昭和天皇御製板
平成19年 10月 1日
十月の御製板を奉掲致しました。
頼成もみどりの岡になれかしと
杉うゑにけり人びととともに
四月の「県庁屋上よりの国見の御製」の所で略述しましたやうに富山県は植樹祭の原点の光栄を担ふ県なのですが、本県に於て第二十回国土緑化大会(この第二十回迄が「国土緑化大会」で、第二十一回から現行の「全国植樹祭」が正式名称となつた。なほ本県の此の大会は「四十四年植樹行事ならびに国土緑化大会」と称された。)が開催されたのは昭和四十四年五月二十六日のことでした。両陛下の本県への御成りは三十三年の国民体育大会以来実に十一年ぶりであり、二十四日東京を御発輦、二十五日は県内各所を御視察、二十六日愈々砺波市頼成山を会場に植樹祭が挙行されました。
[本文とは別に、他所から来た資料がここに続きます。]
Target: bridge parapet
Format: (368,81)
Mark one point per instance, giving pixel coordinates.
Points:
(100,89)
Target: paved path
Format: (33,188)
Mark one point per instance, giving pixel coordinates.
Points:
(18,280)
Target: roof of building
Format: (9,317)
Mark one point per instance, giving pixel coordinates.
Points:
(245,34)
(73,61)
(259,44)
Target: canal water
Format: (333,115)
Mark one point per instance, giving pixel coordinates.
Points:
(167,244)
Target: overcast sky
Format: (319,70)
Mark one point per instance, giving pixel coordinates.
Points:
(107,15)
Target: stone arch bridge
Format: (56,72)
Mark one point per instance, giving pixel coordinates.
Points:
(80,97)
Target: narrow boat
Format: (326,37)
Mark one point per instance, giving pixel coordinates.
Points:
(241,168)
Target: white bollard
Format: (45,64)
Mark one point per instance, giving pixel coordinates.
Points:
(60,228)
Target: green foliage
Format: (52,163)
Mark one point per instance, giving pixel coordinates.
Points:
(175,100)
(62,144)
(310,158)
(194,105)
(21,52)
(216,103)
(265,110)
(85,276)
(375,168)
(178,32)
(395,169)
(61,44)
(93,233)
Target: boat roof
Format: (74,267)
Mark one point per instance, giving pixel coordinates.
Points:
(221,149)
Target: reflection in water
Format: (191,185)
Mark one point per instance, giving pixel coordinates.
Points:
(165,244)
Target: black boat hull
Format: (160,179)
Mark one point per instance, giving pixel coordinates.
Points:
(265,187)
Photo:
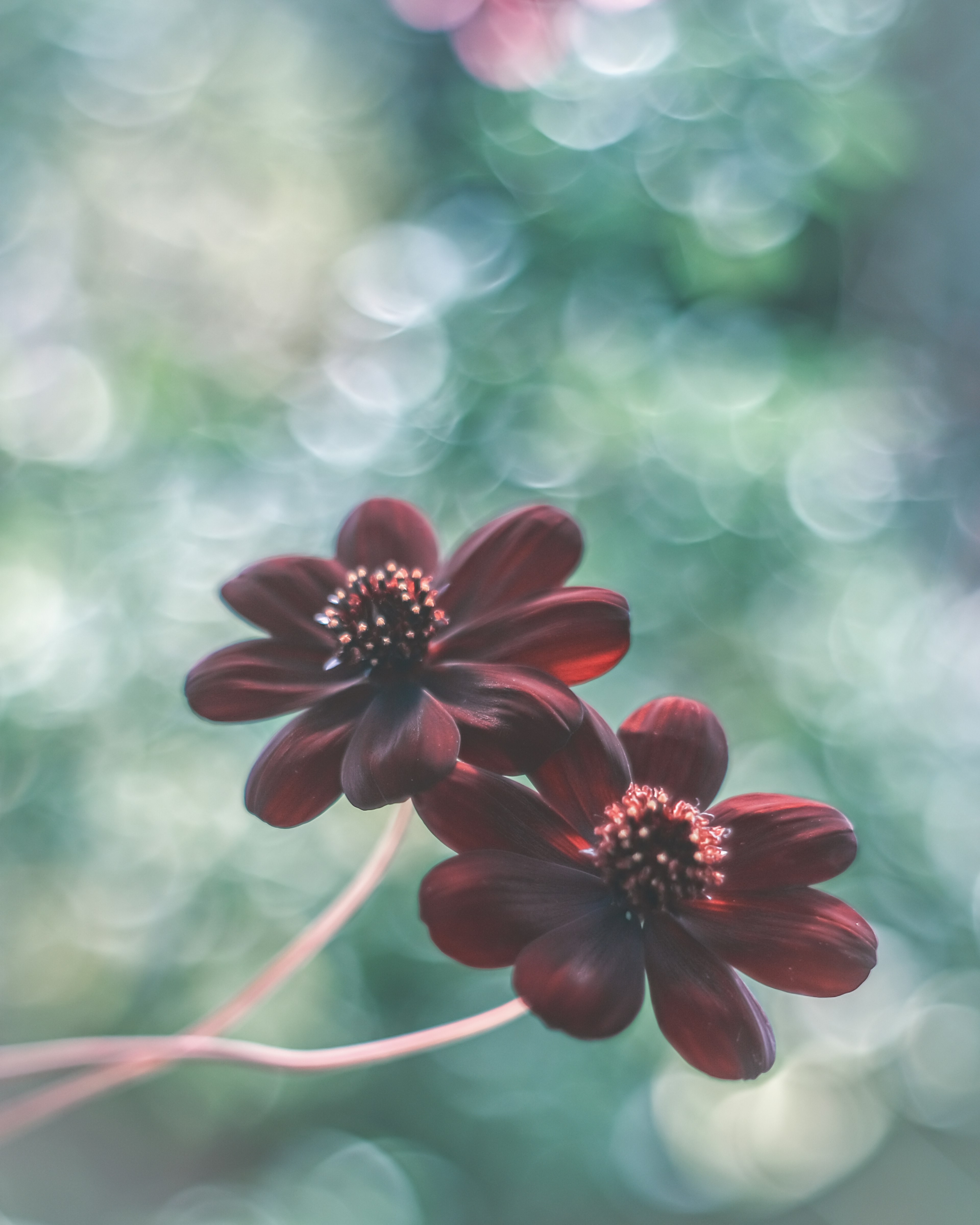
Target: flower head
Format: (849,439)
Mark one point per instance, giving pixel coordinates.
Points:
(407,664)
(618,863)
当日は風やや強く晴時々曇、時に小雨。植樹には都合の良い日となり、一万二千六百名の参加者は午前十時より緑化功労者の表彰等の国土緑化大会を開催、午前十一時お召車会場入口に到着、花火が高らかに両陛下の着御を告げ、植樹行事が始まりました。先づ全参加者による国歌斉唱、次に天皇様より「今後も関係者一同が益々協力して、国土緑化を推進し、国運の進展に寄与するよう、切に希望します」との御言葉を賜り、愈々お手植ゑ。両陛下は立山杉、ぼか杉、増山杉を夫々一本、「森」の形になるやうにしてお植ゑ遊ばされました。そして次に一万二千六百名の参加者の手により一万五千本の苗木が六ヘクタールの会場に植ゑられ、両陛下はこれを頼母しげに御覧になられたのです。
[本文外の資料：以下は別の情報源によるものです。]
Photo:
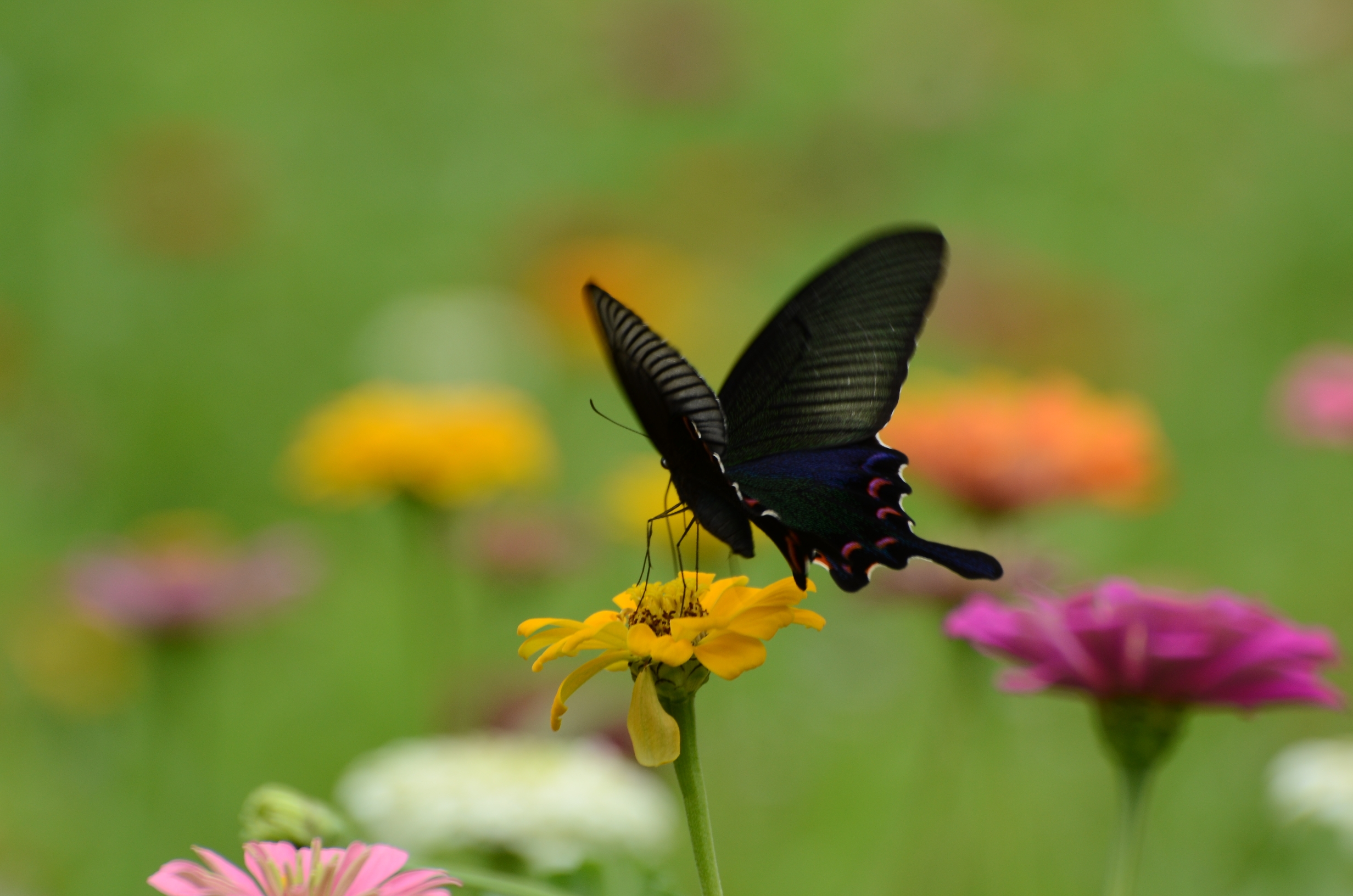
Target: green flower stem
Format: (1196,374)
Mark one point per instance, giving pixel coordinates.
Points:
(1127,847)
(505,884)
(693,792)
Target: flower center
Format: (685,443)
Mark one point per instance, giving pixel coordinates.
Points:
(658,604)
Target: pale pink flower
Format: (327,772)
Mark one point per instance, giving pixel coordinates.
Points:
(281,869)
(1121,641)
(1314,399)
(185,584)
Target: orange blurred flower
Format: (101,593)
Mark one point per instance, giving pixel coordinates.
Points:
(444,446)
(999,443)
(657,282)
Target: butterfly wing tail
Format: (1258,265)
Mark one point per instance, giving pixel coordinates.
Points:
(970,565)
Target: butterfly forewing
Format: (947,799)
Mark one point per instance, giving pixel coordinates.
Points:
(681,415)
(829,367)
(661,383)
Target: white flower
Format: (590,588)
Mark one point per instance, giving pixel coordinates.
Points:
(552,802)
(1314,780)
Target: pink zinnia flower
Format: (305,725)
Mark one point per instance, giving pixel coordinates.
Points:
(281,869)
(1121,641)
(1314,399)
(182,584)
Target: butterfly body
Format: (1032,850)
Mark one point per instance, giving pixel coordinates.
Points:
(791,441)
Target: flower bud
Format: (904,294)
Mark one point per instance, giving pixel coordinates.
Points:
(680,682)
(278,813)
(1139,732)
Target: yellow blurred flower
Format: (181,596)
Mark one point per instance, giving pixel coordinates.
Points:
(654,281)
(74,667)
(999,443)
(634,492)
(670,636)
(444,446)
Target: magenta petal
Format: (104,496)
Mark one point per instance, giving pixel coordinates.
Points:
(1122,641)
(382,863)
(180,877)
(418,883)
(228,871)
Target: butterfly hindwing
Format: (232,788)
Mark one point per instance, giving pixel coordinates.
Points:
(842,507)
(829,367)
(681,415)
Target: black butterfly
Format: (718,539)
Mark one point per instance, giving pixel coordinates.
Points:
(791,443)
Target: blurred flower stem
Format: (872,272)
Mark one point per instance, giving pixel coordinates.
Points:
(1132,825)
(693,793)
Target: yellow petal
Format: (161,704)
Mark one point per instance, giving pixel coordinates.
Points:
(687,627)
(541,639)
(574,681)
(762,621)
(652,731)
(672,652)
(716,591)
(534,626)
(730,656)
(811,619)
(640,639)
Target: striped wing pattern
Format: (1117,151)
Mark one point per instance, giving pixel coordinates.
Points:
(662,385)
(829,367)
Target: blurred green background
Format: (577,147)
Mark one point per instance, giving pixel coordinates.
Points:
(205,209)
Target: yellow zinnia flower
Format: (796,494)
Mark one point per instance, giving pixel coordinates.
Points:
(444,446)
(670,636)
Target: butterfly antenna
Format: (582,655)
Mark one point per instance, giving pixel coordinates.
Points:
(617,423)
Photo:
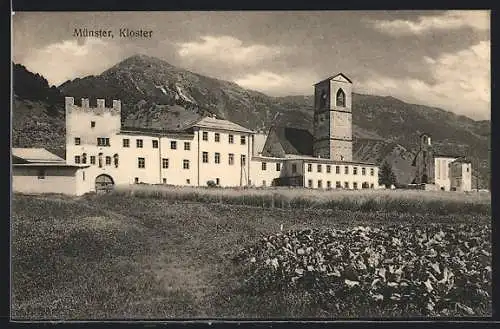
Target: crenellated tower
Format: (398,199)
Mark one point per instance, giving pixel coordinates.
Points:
(88,126)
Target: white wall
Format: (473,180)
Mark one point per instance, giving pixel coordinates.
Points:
(229,175)
(260,177)
(442,172)
(333,177)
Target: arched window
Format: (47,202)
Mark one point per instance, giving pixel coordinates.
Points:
(115,157)
(322,99)
(340,98)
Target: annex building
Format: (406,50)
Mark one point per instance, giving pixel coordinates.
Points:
(438,171)
(221,151)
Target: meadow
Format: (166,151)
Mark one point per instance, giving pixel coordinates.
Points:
(155,252)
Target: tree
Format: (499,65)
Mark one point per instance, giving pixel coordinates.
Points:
(386,176)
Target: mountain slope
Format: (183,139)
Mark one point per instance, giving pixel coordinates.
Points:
(155,94)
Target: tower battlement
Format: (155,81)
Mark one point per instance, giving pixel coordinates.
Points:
(100,107)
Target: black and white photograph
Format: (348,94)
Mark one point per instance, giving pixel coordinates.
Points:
(266,165)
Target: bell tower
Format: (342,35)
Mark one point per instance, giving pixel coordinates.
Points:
(333,118)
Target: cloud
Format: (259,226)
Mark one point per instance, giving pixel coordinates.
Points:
(296,83)
(478,20)
(226,49)
(462,82)
(68,59)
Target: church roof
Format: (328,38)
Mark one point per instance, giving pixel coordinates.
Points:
(288,140)
(334,76)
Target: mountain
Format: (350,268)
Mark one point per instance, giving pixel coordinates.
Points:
(155,93)
(37,112)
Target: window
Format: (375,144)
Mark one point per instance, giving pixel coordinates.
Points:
(340,98)
(101,141)
(141,163)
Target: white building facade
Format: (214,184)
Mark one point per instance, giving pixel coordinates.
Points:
(214,150)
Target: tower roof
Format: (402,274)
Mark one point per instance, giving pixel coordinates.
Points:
(333,77)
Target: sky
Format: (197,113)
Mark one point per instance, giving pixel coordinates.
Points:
(434,58)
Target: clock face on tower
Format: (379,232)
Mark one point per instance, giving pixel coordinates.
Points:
(341,125)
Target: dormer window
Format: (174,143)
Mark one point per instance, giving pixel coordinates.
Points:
(340,98)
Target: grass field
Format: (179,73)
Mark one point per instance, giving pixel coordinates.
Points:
(151,253)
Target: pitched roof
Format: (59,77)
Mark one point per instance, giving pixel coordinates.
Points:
(38,155)
(288,140)
(214,123)
(334,76)
(259,141)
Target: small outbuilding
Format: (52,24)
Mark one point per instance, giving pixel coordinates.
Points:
(36,170)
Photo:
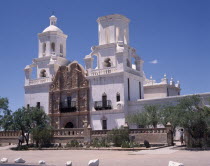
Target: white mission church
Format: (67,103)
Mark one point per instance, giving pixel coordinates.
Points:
(116,87)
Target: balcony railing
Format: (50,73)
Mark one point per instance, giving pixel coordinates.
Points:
(66,107)
(40,81)
(98,72)
(100,105)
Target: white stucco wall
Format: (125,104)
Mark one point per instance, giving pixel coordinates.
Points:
(151,92)
(111,85)
(114,119)
(37,93)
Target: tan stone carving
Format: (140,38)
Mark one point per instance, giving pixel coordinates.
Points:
(69,81)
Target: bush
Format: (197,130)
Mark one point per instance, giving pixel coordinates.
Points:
(19,148)
(118,136)
(99,142)
(73,143)
(42,137)
(127,144)
(147,144)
「全国植樹祭」には毎回その大会のテーマが掲げられてをり、この第二十回大会のテーマは「低質広葉樹の高度利用と拡大造林の推進」でした。過去十九回の大会では殆どが松の類で、桧が四回、杉は三回で、今回の富山県で杉は四回目となりました。近年平成の御代になつてからは橅、桜、山法師等の樹種もみられます。又、昭和二十五年第一回の山梨県大会のテーマは「荒廃地造林」で、以下第二十回の富山県大会迄はそのテーマの殆どに「造林」の二文字が見られます。正に、大御心を戴いて、戦後復興に邁進せんとする先人の息吹が伝はつて来るやうです。このやうな先人の努力のお蔭を蒙り、素晴らしい「緑」を蘇らせた現在では、その大会テーマも昨平成十八年岐阜大会では「ありがとう 未来へつなげ 森のめぐみ」でした。今年平成十九年北海道大会のテーマは「明日へ 未来へ 北の大地の森づくり」です。先人の努力を承け継いで、豊かな「緑」を未来に伝へる事の大切さを語り掛けてゐるのです。
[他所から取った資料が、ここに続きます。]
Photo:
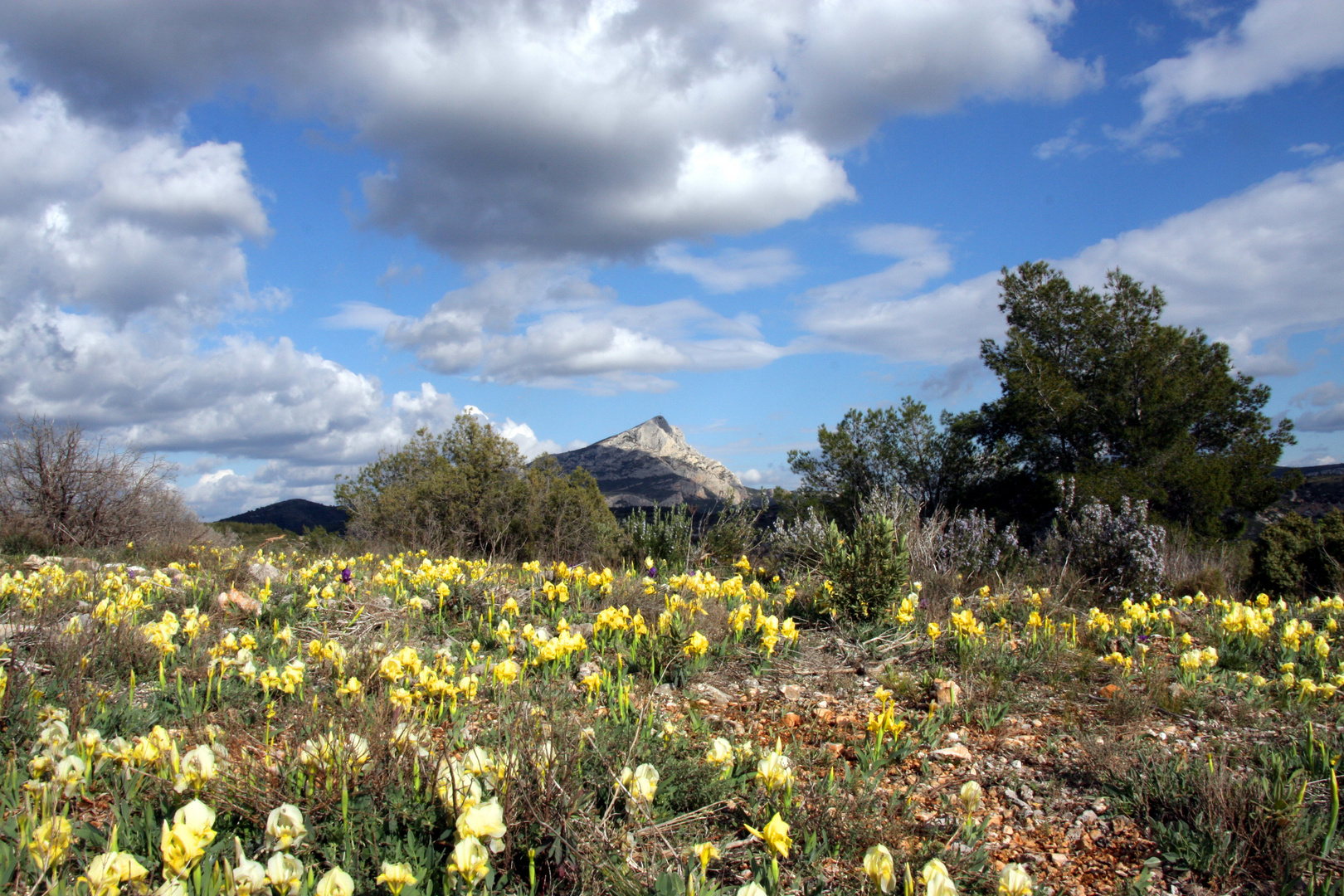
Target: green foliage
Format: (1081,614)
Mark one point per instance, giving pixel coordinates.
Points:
(730,535)
(1096,387)
(866,568)
(1298,555)
(468,490)
(663,536)
(888,451)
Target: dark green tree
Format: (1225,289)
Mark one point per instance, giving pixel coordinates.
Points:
(470,492)
(1096,387)
(888,450)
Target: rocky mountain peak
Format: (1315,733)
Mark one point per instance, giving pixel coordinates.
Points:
(652,465)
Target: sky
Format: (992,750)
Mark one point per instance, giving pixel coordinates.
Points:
(272,238)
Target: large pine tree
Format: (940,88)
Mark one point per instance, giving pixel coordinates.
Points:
(1096,387)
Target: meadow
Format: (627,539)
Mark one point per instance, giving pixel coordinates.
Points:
(281,720)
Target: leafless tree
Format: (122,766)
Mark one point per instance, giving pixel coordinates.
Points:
(60,486)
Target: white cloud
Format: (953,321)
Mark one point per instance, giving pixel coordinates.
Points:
(772,476)
(524,438)
(1252,266)
(1329,416)
(576,125)
(550,325)
(873,314)
(119,221)
(733,269)
(1066,144)
(1311,149)
(1276,43)
(1248,269)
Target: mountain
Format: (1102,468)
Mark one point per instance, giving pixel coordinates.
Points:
(1322,490)
(650,465)
(296,514)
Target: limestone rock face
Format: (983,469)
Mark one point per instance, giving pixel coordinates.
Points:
(650,465)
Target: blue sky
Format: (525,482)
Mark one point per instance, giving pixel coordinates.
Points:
(269,240)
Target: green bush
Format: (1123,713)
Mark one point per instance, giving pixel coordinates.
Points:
(732,533)
(663,536)
(470,492)
(866,568)
(1300,557)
「富山県植樹祭」の御題の付けられた此の御製の碑は頼成山に建立されてゐますが、「人びととともに―天皇も、国民も皆一緒に」と仰せ給ふ点に殊に留意しなければなりません。この大御心を大切にして、今後も郷土の、更には国土の緑化にお互ひに努めたいものです。
なほ、当神社におきまして毎年○月に「どんぐり祭」を行ひ、神奈備(かんなび)の杜(もり)(神様の鎮座し給ふ神域の杜)をより充実させるやう努めてゐますのも、この大御心を戴き奉つてのことなのです。